Was sollte ich hier? Ich hatte keine Krankheit, weder Körperlich noch psychisch. Was zur Hölle?! Ich blieb stehen. Schaute meine Mutter an, die sich nach mir umgedreht hatte. "Worauf wartest du?", ihr Ton war spöttisch. Wahrscheinlich wäre eine Klinik, vollgestopft mit Irren, immer noch besser als das Haus meiner Mutter. Besser Bekannt als die Hölle. Ich schluckte schwer, setzte meinen Koffer wieder in Bewegung und lief vor. Schnurstracks ging auf den großen, ziemlich freundlich gestalteten Eingang zu. Davor stockte ich kurz, schaute mich um. Nicht, weil ich nicht reingehen wollte. Ich überlegte. Kürzlich hatte ich Reportagen über Englands bekannteste Psychopathen gesehen. Das Gebäude kam mir mit jedem Schritt, den ich hinter mich brachte, Vertrauter vor. Ich drehte mich zu meiner Mutter um. Diese ging wortlos an mir vorbei, betrat die Klinik und suchte nach einer Anlaufstelle für Neuankömmlinge.

Mittlerweile bewohne ich seit einer Woche ein Einbettzimmer in 'Haus 1'. Haus 1 bietet Platz für 16 Patienten. 16 Menschen, die völlig unterschiedlich scheinen, aber mit dem gleichen Problem hier eingeliefert wurden. 16 Individuen, welche in die Kategorie 'Schwer Erziehbar' eingestuft wurden. Mir war bei meiner Ankunft klar, dass das hier ein Irrenhaus sein muss, aber ich wusste nicht, dass man als 'Schwer Erziehbar' in die Klapse muss.
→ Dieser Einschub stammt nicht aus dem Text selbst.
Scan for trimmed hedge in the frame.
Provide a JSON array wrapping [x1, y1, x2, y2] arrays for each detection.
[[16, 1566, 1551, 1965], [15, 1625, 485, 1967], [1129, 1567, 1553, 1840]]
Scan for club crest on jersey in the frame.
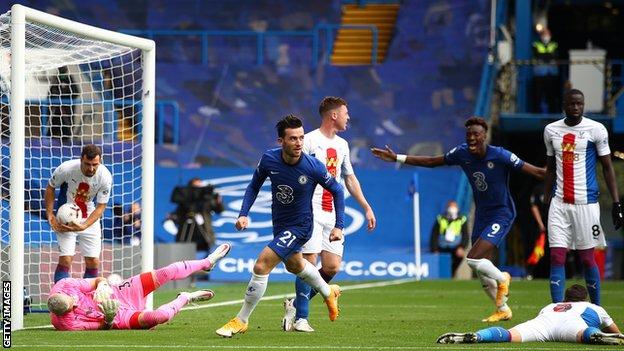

Laut den Schilderungen meiner Mutter bin ich ein Monster, hätte kein Benehmen, wäre eine chronische Lügnerin, und auf einem emotionalen Level sadistisch. Sie erklärte der Seelenklempnerin, dass ich es genießen würde, meiner Mutter emotionale Schmerzen zuzufügen. Sie berichtete von Problemen in der Schule und Bekanntenkreis und, und, und...

Meiner Meinung nach, wäre sie ein Fall für die Psychiatrie, so, wie sie sich aufgeführt hat. Sie ist völlig hysterisch geworden und hat angefangen zu heulen.

Während meine Mutter einer völlig Fremden also eine dramatisierte Version meines Lebens anvertraute, saß ich auf einem ungemütlichen Sessel nehmen ihr und kaute Kaugummi. Ich widersprach nicht, grundsätzlich waren ihre Erzählungen nicht frei erfunden. Sie hatte lediglich das Talent dafür, aus einer Mücke eine Elefantenfamilie zu machen, lügte aber nicht.

In der letzten Woche wurde mir Zeit gewährt, um die verschiedenen Gebäude zu erkunden, Freundschaften zu schließen, mein Zimmer mit Persönlichen Materialien wohnlich zu gestalten und außerdem hatte ich die Möglichkeit, die Kurse der Klinikeigenen Schule zu besuchen.

Nichts davon habe ich getan. Ich habe nichtmal dran gedacht, mit einem der Irren hier zu sprechen. Die Betreuer scheinen ganz in Ordnung zu sein, mir wurden zwei persönliche zugeteilt. Mia weckt mich am Morgen, sie begleitet mich zum Frühstück. Ich sitze übrigens allein an einem Tisch. In dem großen Raum, in dem die Patienten gemeinsam ihre Mahlzeiten zu sich nehmen, ist es meistens still. An einigen Gruppentischen eskalieren Situationen regelmäßig, wer setzt einen homophoben, mit einer lesbischen Magersüchtigen und einem Jungen mit Tourette an einen Tisch? Es ist die Schuld der Betreuer, nicht der Patienten.

Worauf ich hinauswollte war eigentlich, dass ich mich allein ganz wohl fühle. Ich habe schließlich nicht vor, besonders viel Zeit in dieser Anstalt zu verbringen, zumal das nicht der richtige Ort für mich ist. Ich bin weder psychisch krank, noch bin ich schwer Erziehbar. Meine Mutter ist einfach mit ihrer Arbeit und ihrer Scheidung, ihres bisher vierten Mannes, überfordert.

Samantha besucht mich am Abend, sorgt dafür, dass ich um 23 Uhr nicht mehr aus Trotz wach bin und unterhält sich mit mir. Ich nenne sie Sam. Sam ist 21 Jahre alt und nicht so streng wie Mia.

Am Donnerstag hat Sam mir den Klinikgarten gezeigt, alleine durfte ich bisher noch nicht raus. Heute ist Sonntag und morgen habe ich das erste Gespräch mit meiner ganz persönlichen Seelenheilerin.